İLERİ SÜRÜLEN İSTİNAF SEBEPLERİ :
Davalı …Ş. vekili sunduğu istinaf başvuru dilekçesinde özetle; Yerel Mahkemece maddi meselenin takdirinde hata yapıldığını ve eksik incelemeye dayalı olarak hüküm kurulduğunu, öncelikle dava şartı yokluğu nedeniyle davanın reddine karar verilmesi gerektiğini, bu yönde yaptıkları itirazların da Yerel mahkemece değerlendirilmediğini, dava konusu kazanın oluşumunda sigortalı araç sürücüsünün kusur oranının yeterli inceleme yapılmadan %70 kusurlu kabul edilerek hesaplama yapıldığını, hazırlanan rapor doğrultusunda eksik inceleme ile hüküm kurulduğunu, kusur durumunun tespit edilmeden yapılan hesaplamanın farazi olmaktan öteye gidemediğini, davaya konu kaza nedeniyle şirket nezdinde hasar dosyası açılarak 40.552,05 TL ödeme yapıldığını, davacının ödemenin dava açıldıktan sonra yapıldığını iddia ettiğini ancak yapılan bu ödemeyi ihtiyati kayıt ileri sürmeden kabul ettiğini, yargılama sırasında poliçe genel ve özel şartları doğrultusunda yapılan ve davacı tarafından ihtiyati kayıt düşülmeden kabul edilen bu ödeme ile müvekkili şirketin poliçeden doğan sorumluluğunu yerine getirmiş olduğunu, müvekkili şirketin davacıya karşı başkaca bir sorumluluğunun bulunmadığını, dava açıldıktan sonra müvekkili şirketçe yapılan ödemeye fazlaya ilişkin haklar saklı tutulmaksızın davacılarca da kabul edildiğinden davanın konusuz kaldığını, bu nedenle de davanın reddinin gerektiğini, ayrıca hükme esas alınan bilirkişi raporunun şirketçe yapılan ödemeyi dikkate alırken ödemenin dava sonrası olması nedeniyle yalnızca ana parayı mahsup etmek gerektiğini belirterek hesaplama yapmasının da hatalı olduğunu, dosyada bulunan maluliyet oranlarına ilişkin raporu da kabul etmediklerini, hukuka ve hakkaniyete aykırı, afaki bir maluliyet oranının belirlendiğini, ayrıca hükme esas alınan raporda belirtilen davacı için hesaplanan geçici iş göremezlik, tedavi gideri ve bakıcı giderinden müvekkili şirketin sorumlu tutulamayacağını, bu konuda sorumluluğun tamamen SGK’na ait olduğunu beyan ederek Yerel Mahkemece verilen kararın kaldırılarak davanın reddine, yargılama giderleri ve vekalet ücretinin karşı tarafa yükletilmesine karar verilmesini talep etmiştir.
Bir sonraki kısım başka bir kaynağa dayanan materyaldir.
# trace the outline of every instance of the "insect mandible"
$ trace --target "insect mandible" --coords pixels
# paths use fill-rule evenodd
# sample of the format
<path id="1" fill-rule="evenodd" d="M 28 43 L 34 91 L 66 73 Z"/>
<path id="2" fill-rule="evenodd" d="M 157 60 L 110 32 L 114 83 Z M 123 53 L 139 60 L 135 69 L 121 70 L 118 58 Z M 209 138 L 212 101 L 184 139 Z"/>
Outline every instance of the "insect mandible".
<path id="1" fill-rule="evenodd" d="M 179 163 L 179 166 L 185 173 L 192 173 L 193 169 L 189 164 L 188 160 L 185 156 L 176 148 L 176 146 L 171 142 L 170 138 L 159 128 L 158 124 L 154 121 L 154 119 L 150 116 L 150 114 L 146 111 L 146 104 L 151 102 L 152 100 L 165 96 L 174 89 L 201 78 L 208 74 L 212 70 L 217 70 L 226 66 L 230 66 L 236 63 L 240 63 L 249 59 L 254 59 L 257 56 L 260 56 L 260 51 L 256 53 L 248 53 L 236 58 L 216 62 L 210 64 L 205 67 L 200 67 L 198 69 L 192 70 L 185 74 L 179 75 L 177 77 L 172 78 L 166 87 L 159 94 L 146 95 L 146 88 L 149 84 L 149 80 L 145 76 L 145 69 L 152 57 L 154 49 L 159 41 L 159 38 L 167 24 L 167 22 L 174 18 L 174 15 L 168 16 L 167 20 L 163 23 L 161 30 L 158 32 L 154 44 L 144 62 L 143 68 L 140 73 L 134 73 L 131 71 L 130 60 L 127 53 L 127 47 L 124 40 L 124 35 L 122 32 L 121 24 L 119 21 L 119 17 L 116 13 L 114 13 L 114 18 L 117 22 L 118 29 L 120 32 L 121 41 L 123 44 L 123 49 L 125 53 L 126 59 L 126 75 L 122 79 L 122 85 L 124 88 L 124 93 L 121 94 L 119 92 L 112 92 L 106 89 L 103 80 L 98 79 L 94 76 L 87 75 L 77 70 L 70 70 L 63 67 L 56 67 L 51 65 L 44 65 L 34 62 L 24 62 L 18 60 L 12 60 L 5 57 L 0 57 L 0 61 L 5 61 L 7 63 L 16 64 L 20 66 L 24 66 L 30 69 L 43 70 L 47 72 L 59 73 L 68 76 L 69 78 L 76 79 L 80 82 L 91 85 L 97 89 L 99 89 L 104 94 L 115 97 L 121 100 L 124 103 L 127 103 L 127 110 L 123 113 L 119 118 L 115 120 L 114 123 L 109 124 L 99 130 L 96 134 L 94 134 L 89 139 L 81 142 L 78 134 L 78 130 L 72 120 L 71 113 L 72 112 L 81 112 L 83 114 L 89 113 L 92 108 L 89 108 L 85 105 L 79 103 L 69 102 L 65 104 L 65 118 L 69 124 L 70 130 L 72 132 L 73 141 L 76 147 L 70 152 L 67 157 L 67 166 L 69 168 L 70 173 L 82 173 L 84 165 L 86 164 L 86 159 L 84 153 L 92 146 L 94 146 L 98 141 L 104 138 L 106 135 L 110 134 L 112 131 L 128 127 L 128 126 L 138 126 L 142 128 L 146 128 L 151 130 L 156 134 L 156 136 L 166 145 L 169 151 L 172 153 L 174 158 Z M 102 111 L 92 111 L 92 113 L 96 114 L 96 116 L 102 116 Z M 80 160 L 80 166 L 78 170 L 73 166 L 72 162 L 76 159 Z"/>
Katılma yolu ile istinafa başvuran davacı vekili dilekçesinde özetle; Yerel Mahkemece maddi tazminat taleplerinin kısmen kabulü yönünde tesis edilen hükmün usul ve yasaya aykırı olduğunu, maddi tazminata ilişkin nispi vekalet ücreti hesaplanırken toplam maddi tazminat üzerinden değil ıslah ile arttırılan değeri üzerinden hesaplama yapılarak vekalet ücretinin eksik hesaplandığını beyan ederek Yerel mahkemece verilen kararın kaldırılması ile yargılama giderleri ve vekalet ücretinin karşı tarafa yükletilmesine karar verilmesini talep etmiştir.
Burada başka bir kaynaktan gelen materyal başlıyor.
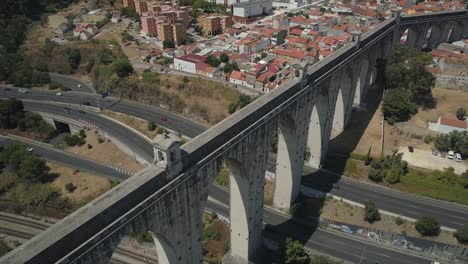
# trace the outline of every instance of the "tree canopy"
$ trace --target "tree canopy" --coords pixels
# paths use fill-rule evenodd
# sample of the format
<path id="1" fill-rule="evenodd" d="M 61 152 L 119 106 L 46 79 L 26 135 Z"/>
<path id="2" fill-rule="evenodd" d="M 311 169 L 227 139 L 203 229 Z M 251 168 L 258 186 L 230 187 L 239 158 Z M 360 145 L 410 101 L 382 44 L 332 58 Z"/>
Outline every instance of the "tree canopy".
<path id="1" fill-rule="evenodd" d="M 291 238 L 286 239 L 284 249 L 284 263 L 285 264 L 309 264 L 310 256 L 304 250 L 301 242 Z"/>
<path id="2" fill-rule="evenodd" d="M 440 233 L 440 224 L 432 216 L 423 216 L 415 224 L 416 230 L 423 236 L 437 236 Z"/>
<path id="3" fill-rule="evenodd" d="M 434 146 L 440 151 L 453 150 L 460 153 L 462 158 L 468 157 L 468 132 L 452 131 L 449 134 L 437 135 Z"/>
<path id="4" fill-rule="evenodd" d="M 433 108 L 435 76 L 426 70 L 432 64 L 429 54 L 414 48 L 397 46 L 385 66 L 385 119 L 390 123 L 408 120 L 417 107 Z M 387 98 L 389 97 L 389 98 Z"/>
<path id="5" fill-rule="evenodd" d="M 372 161 L 369 179 L 375 182 L 385 180 L 390 184 L 399 182 L 400 178 L 408 173 L 408 163 L 401 159 L 402 156 L 402 153 L 394 151 L 381 161 Z"/>

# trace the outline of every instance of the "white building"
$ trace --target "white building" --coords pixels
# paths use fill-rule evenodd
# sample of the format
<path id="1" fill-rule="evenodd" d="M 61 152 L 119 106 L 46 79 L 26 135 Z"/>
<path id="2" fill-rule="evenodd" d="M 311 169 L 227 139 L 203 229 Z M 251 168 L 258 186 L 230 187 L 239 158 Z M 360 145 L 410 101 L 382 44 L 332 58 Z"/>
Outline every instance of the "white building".
<path id="1" fill-rule="evenodd" d="M 232 71 L 231 75 L 229 76 L 229 82 L 242 85 L 242 86 L 250 86 L 246 81 L 245 73 L 240 71 Z"/>
<path id="2" fill-rule="evenodd" d="M 468 122 L 458 119 L 439 117 L 437 123 L 429 122 L 428 128 L 435 132 L 449 134 L 452 131 L 468 131 Z"/>
<path id="3" fill-rule="evenodd" d="M 250 0 L 233 4 L 233 14 L 238 17 L 256 17 L 273 14 L 272 0 Z"/>
<path id="4" fill-rule="evenodd" d="M 174 58 L 174 69 L 197 74 L 197 64 L 205 63 L 206 56 L 187 54 Z"/>

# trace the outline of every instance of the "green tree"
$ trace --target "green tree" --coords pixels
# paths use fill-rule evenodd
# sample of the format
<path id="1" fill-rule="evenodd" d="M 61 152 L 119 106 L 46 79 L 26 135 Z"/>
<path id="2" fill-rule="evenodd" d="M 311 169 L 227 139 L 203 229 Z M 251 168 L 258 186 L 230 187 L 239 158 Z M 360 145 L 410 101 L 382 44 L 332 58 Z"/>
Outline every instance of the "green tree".
<path id="1" fill-rule="evenodd" d="M 6 253 L 10 252 L 11 248 L 8 246 L 5 241 L 0 239 L 0 257 L 6 255 Z"/>
<path id="2" fill-rule="evenodd" d="M 74 70 L 78 69 L 81 62 L 81 52 L 77 48 L 71 48 L 68 50 L 68 63 Z"/>
<path id="3" fill-rule="evenodd" d="M 134 69 L 128 59 L 118 59 L 114 62 L 114 71 L 120 78 L 128 77 Z"/>
<path id="4" fill-rule="evenodd" d="M 208 63 L 211 67 L 218 67 L 219 64 L 221 64 L 221 61 L 211 54 L 206 57 L 205 62 Z"/>
<path id="5" fill-rule="evenodd" d="M 380 213 L 379 213 L 379 209 L 377 209 L 377 206 L 375 206 L 375 203 L 367 200 L 364 203 L 364 205 L 365 205 L 364 220 L 366 220 L 369 223 L 374 223 L 375 221 L 379 221 Z"/>
<path id="6" fill-rule="evenodd" d="M 239 66 L 237 65 L 236 62 L 228 62 L 224 65 L 224 72 L 225 73 L 231 73 L 232 71 L 238 71 Z"/>
<path id="7" fill-rule="evenodd" d="M 458 242 L 466 244 L 468 243 L 468 224 L 464 224 L 462 227 L 457 229 L 457 232 L 453 235 Z"/>
<path id="8" fill-rule="evenodd" d="M 284 249 L 285 264 L 309 264 L 310 256 L 304 250 L 304 246 L 298 240 L 286 239 Z"/>
<path id="9" fill-rule="evenodd" d="M 156 124 L 153 121 L 148 122 L 148 130 L 149 131 L 154 131 L 156 130 Z"/>
<path id="10" fill-rule="evenodd" d="M 163 48 L 164 48 L 164 49 L 172 49 L 172 48 L 175 48 L 174 41 L 172 41 L 172 40 L 164 40 L 164 41 L 163 41 Z"/>
<path id="11" fill-rule="evenodd" d="M 215 179 L 216 183 L 221 186 L 229 185 L 229 171 L 226 166 L 223 166 L 218 176 Z"/>
<path id="12" fill-rule="evenodd" d="M 438 236 L 440 224 L 432 216 L 423 216 L 415 224 L 416 230 L 423 236 Z"/>
<path id="13" fill-rule="evenodd" d="M 370 154 L 371 154 L 371 147 L 369 147 L 369 150 L 367 151 L 367 154 L 366 154 L 366 158 L 365 158 L 365 160 L 364 160 L 364 164 L 365 164 L 366 166 L 369 166 L 369 164 L 370 164 L 371 161 L 372 161 L 372 157 L 371 157 Z"/>
<path id="14" fill-rule="evenodd" d="M 458 120 L 465 120 L 466 110 L 463 107 L 457 109 L 457 118 Z"/>
<path id="15" fill-rule="evenodd" d="M 431 63 L 429 54 L 416 49 L 404 46 L 393 49 L 385 65 L 385 86 L 398 92 L 389 94 L 387 91 L 382 108 L 390 124 L 407 120 L 417 112 L 418 105 L 425 108 L 435 106 L 432 96 L 435 76 L 425 68 Z"/>
<path id="16" fill-rule="evenodd" d="M 47 167 L 45 160 L 29 155 L 21 162 L 18 176 L 30 182 L 39 182 L 47 176 L 48 172 L 49 167 Z"/>
<path id="17" fill-rule="evenodd" d="M 406 121 L 417 113 L 417 106 L 410 100 L 410 94 L 404 89 L 392 89 L 385 93 L 382 111 L 391 125 Z"/>
<path id="18" fill-rule="evenodd" d="M 228 62 L 229 61 L 229 56 L 226 54 L 226 53 L 221 53 L 221 55 L 219 56 L 219 60 L 221 62 Z"/>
DELİLLERİN DEĞERLENDİRİLMESİ ve GEREKÇE :
6100 sayılı Hukuk Muhakemeleri Kanunu’nun 341 ve devamı maddeleri uyarınca ve özellikle istinaf incelemesinin kapsamının öngörüldüğü 355. maddeye göre re’sen gözetilecek kamu düzenine aykırılık halleri dışında istinaf incelemesi istinaf dilekçesinde belirtilen sebeplerle sınırlı olarak yapılır.
Davadan önce başvuru şartının yerine getirilmediği istinafı
2918 sayılı KTK’nın 97.maddesi, 26.04.2016 tarih 6074 sayılı Kanunun 5.maddesi ile değiştirilerek zarar görene zorunlu mali sorumluluk sigortasında öngörülen sınırlar içinde dava yoluna gitmeden önce ilgili sigorta kuruluşuna yazılı başvuruda bulunulması zorunluluğu getirilmiştir. İşbu dava ise 11.11.2014 tarihinde açılmıştır. Dava tarihi itibariyle sigorta şirketine başvuru zorunluluğu bulunmamaktadır. İtiraz yersizdir.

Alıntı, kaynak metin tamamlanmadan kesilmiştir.